Yangtze Evening Post reported on the 7th (local time) that many Chinese school textbooks currently translate the dragon as it is. Still, with the Year of the Dragon approaching, the state-run media has been translating it as “lóng” more frequently.
CGTN, the English channel of China’s state-run CCTV, translated the Year of the Dragon as “Lóng Year” and the dragon dance as “Lóng Dance” in a news report about an event on the 9th of last month.
The first time the dragon was marked as “lóng” dates back to 1809. At that time, a British missionary translated the sound of the dragon as “lóng” while translating the Analects.
Some scholars have argued for about 20 years that “lóng” is the correct translation. Huang Ji, an associate professor of communications at Huadong Normal University, said in 2006 that the dragon should not be translated as “lóng”, and during the Two Sessions (the National People’s Congress and of the Chinese People’s Political Consultative Conference) in 2015, a political consultative committee member officially proposed to clarify the English translation of the dragon.
The local response to “lóng” is positive.

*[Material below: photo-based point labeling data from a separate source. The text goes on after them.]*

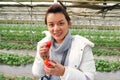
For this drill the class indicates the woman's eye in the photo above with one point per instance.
(61, 23)
(51, 25)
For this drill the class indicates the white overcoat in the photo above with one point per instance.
(81, 61)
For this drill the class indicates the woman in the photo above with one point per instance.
(78, 63)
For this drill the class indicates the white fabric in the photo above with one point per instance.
(81, 61)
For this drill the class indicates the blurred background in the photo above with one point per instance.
(22, 23)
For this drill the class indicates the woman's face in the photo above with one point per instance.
(58, 26)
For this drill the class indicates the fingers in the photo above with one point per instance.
(43, 50)
(57, 69)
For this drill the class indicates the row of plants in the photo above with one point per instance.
(96, 51)
(17, 60)
(3, 77)
(108, 52)
(108, 66)
(39, 28)
(108, 38)
(8, 46)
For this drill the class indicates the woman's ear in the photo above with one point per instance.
(69, 24)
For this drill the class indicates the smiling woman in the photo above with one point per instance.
(71, 56)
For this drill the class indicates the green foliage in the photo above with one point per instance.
(107, 66)
(3, 77)
(8, 46)
(99, 52)
(15, 59)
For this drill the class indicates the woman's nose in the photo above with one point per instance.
(56, 27)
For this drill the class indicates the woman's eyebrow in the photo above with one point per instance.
(61, 20)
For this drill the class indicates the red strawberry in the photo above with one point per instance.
(48, 43)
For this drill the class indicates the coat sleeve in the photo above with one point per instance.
(86, 68)
(38, 66)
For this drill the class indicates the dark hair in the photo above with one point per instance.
(57, 8)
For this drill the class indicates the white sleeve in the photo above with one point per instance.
(38, 66)
(86, 68)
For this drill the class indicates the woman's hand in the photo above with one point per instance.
(57, 69)
(44, 50)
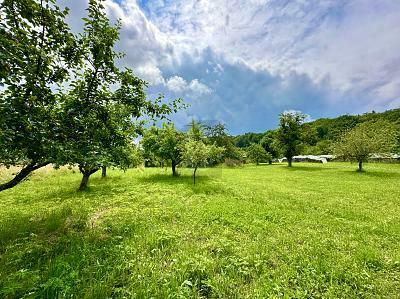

In an online survey by the WeChat account Shanghai Wenlian, 9 out of 10 Chinese netizens chose “lóng.”
Meanwhile, it is believed that the Western dragon and the Chinese “lóng” are entirely different in China.
The reason is that while in East Asia, the dragon usually signifies luck, the dragon in the West often symbolizes evil. In East Asia, the dragon is often depicted without wings and in colors like gold, while in Western Asia, the dragon is frequently drawn with large wings and is usually black.